“Whether I live or die, let Your will be done.”

 

 

After Jesus went away to pray again with the same words, He came back to find His disciples very tired and sleeping once more. They were so overwhelmed by seeing Jesus that they did not know what to do (Mark 14:39-40, Contemporary English Version). I would like to meditate on these words:


(1)

Luke records:
“Jesus went away a second time and prayed, ‘Father, if You are willing, take this cup from Me; yet not My will, but Yours be done.’ When He came back, He found them sleeping, exhausted with sorrow” (Luke 22:42-43, CEV).


(a)

According to Mark, Jesus’ second prayer was “with the same words” (Mark 14:39), but Matthew shows that the second prayer was somewhat different from the first.
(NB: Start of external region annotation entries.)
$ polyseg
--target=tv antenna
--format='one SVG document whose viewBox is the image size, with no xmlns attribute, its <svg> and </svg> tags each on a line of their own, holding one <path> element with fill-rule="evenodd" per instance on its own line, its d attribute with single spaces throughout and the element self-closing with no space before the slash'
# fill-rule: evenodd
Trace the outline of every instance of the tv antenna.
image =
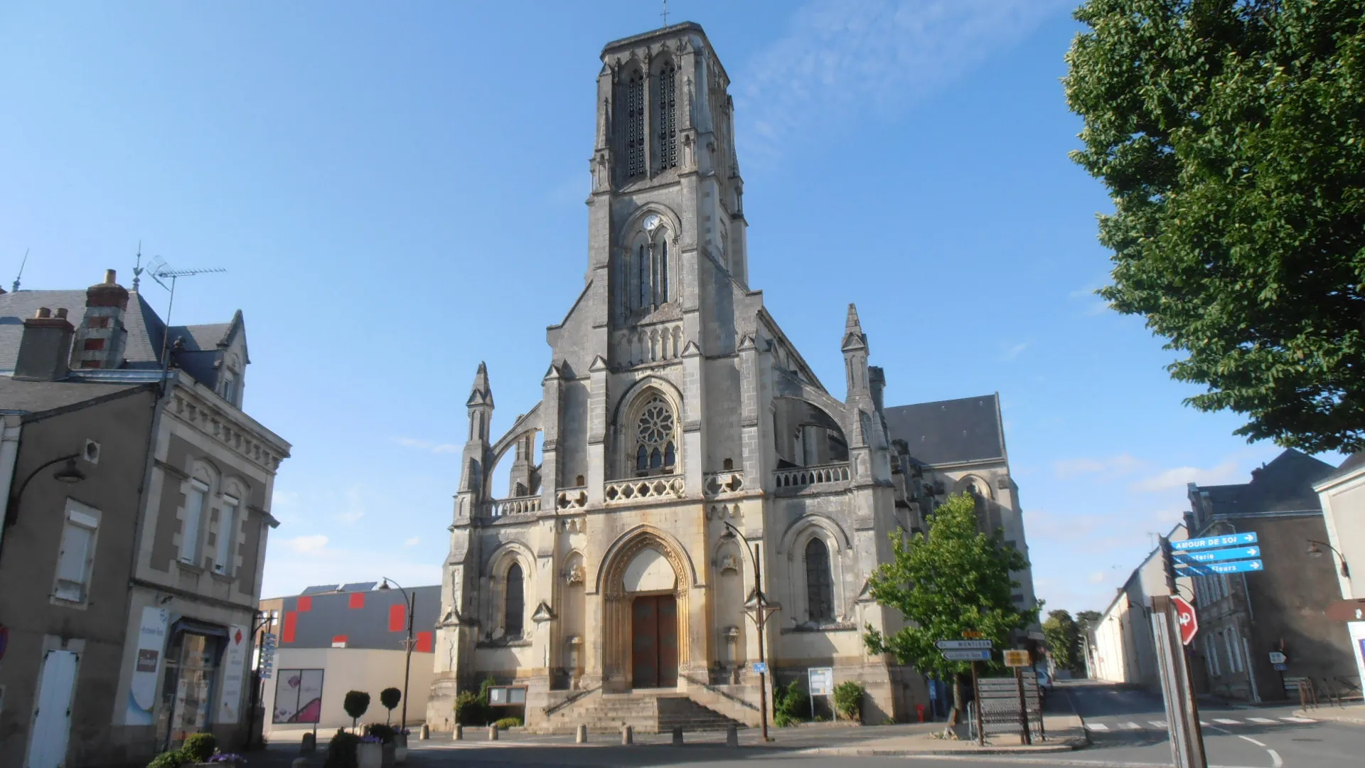
<svg viewBox="0 0 1365 768">
<path fill-rule="evenodd" d="M 19 290 L 19 280 L 23 279 L 23 266 L 26 264 L 29 264 L 29 249 L 23 249 L 23 261 L 19 262 L 19 273 L 15 275 L 15 277 L 14 277 L 14 286 L 10 288 L 11 291 L 16 291 L 18 292 L 18 290 Z"/>
<path fill-rule="evenodd" d="M 142 243 L 138 243 L 138 262 L 142 262 Z M 165 387 L 165 372 L 171 368 L 171 355 L 168 354 L 171 347 L 171 312 L 175 309 L 175 284 L 180 277 L 191 277 L 194 275 L 209 275 L 213 272 L 227 272 L 221 266 L 203 266 L 198 269 L 172 269 L 169 264 L 165 262 L 160 256 L 152 258 L 152 264 L 146 268 L 134 268 L 134 275 L 141 276 L 146 272 L 157 282 L 158 286 L 171 291 L 171 301 L 167 302 L 167 329 L 161 333 L 161 385 Z M 167 280 L 171 284 L 167 284 Z"/>
</svg>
Jesus’ first prayer was:
“Father, if You are willing, take this cup from Me...” (Matthew 26:39, CEV),
while His second prayer was:
“Father, if I cannot drink this cup unless I drink it, Your will be done” (verse 42, CEV).
Comparing the two prayers, Jesus’ attitude toward drinking the cup of suffering had changed somewhat.


(i)

In His first plea, Jesus in His humanity appealed desperately to God, asking that if there were any other way than His death foreordained by God, that it be fulfilled instead. By the second plea, the inner human conflict had ceased; He fully recognized that He must inevitably endure the cup of suffering (Hoekema). In the second prayer, there was only complete self-denial and perfect obedience (Hoekema).
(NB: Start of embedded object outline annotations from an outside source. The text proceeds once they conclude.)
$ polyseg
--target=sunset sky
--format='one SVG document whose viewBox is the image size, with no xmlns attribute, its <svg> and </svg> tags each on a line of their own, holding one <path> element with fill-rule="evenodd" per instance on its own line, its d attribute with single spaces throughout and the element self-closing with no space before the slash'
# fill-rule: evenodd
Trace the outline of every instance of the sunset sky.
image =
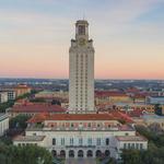
<svg viewBox="0 0 164 164">
<path fill-rule="evenodd" d="M 68 78 L 83 17 L 96 79 L 164 79 L 164 0 L 0 0 L 0 78 Z"/>
</svg>

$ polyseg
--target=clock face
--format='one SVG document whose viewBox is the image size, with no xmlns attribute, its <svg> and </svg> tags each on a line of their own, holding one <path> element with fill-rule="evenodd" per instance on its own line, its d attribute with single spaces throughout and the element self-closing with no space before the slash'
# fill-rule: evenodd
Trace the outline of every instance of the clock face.
<svg viewBox="0 0 164 164">
<path fill-rule="evenodd" d="M 85 39 L 84 38 L 80 38 L 79 45 L 80 46 L 84 46 L 85 44 L 86 44 Z"/>
</svg>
Therefore, in the first prayer, Jesus said,
“... yet not My will, but Yours be done” (Matthew 26:39, latter half),
but in the second prayer, He simply said,
“... Your will be done” (Matthew 26:42, latter half).


Here, the phrase “Your will be done” corresponds exactly to the Lord’s Prayer (Matthew 6:10). The original Greek means, “May Your will be accomplished.” This prayer expresses the Son’s absolute submission to the Father (Philippians 2:8) and becomes the model and foundation for all prayer in the Jesus community. Truly, though the Son of God, Jesus demonstrated the lesson of obedience that He taught better than anyone else (Hoekema).
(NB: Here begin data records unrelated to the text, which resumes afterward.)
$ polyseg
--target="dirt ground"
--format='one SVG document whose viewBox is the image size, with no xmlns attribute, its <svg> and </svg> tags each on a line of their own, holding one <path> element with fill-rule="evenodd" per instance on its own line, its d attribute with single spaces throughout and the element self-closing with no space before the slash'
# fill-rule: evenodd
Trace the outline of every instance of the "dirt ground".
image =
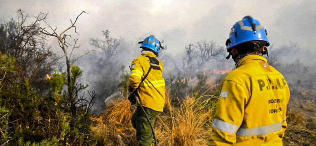
<svg viewBox="0 0 316 146">
<path fill-rule="evenodd" d="M 292 90 L 283 146 L 316 146 L 316 91 Z"/>
</svg>

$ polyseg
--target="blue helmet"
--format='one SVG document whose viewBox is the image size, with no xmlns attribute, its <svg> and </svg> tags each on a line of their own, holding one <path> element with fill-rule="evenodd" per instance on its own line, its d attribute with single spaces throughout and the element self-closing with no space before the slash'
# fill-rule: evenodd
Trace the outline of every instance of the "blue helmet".
<svg viewBox="0 0 316 146">
<path fill-rule="evenodd" d="M 246 16 L 231 27 L 229 38 L 226 41 L 226 46 L 229 49 L 251 40 L 263 40 L 266 42 L 265 46 L 269 46 L 267 35 L 266 30 L 258 20 L 251 16 Z"/>
<path fill-rule="evenodd" d="M 152 50 L 158 54 L 160 52 L 160 48 L 163 49 L 161 46 L 160 41 L 156 38 L 155 36 L 151 35 L 147 37 L 142 41 L 140 41 L 139 44 L 141 44 L 140 48 L 146 48 Z"/>
</svg>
The author of Hymn No. 549 in the New Hymnal, “My Lord, Let Your Will Be Done,” Benjamin Schmolck (1672-1737), a German Lutheran pastor, wrote the hymn during a time of suffering more painful than death. In 1704, at age 32, after returning from a pastoral visit, he found his house completely burned down and his two sons tragically dead from the fire. In deep anguish, he cried out and then saw a vision of the Lord praying in Gethsemane. This inspired him to write the hymn “Mein Jesu, wie du willst” (“My Jesus, Let Your Will Be Done”). The last line of the third stanza, “Whether I live or die, let Your will be done,” expresses his confession of faith (Internet source).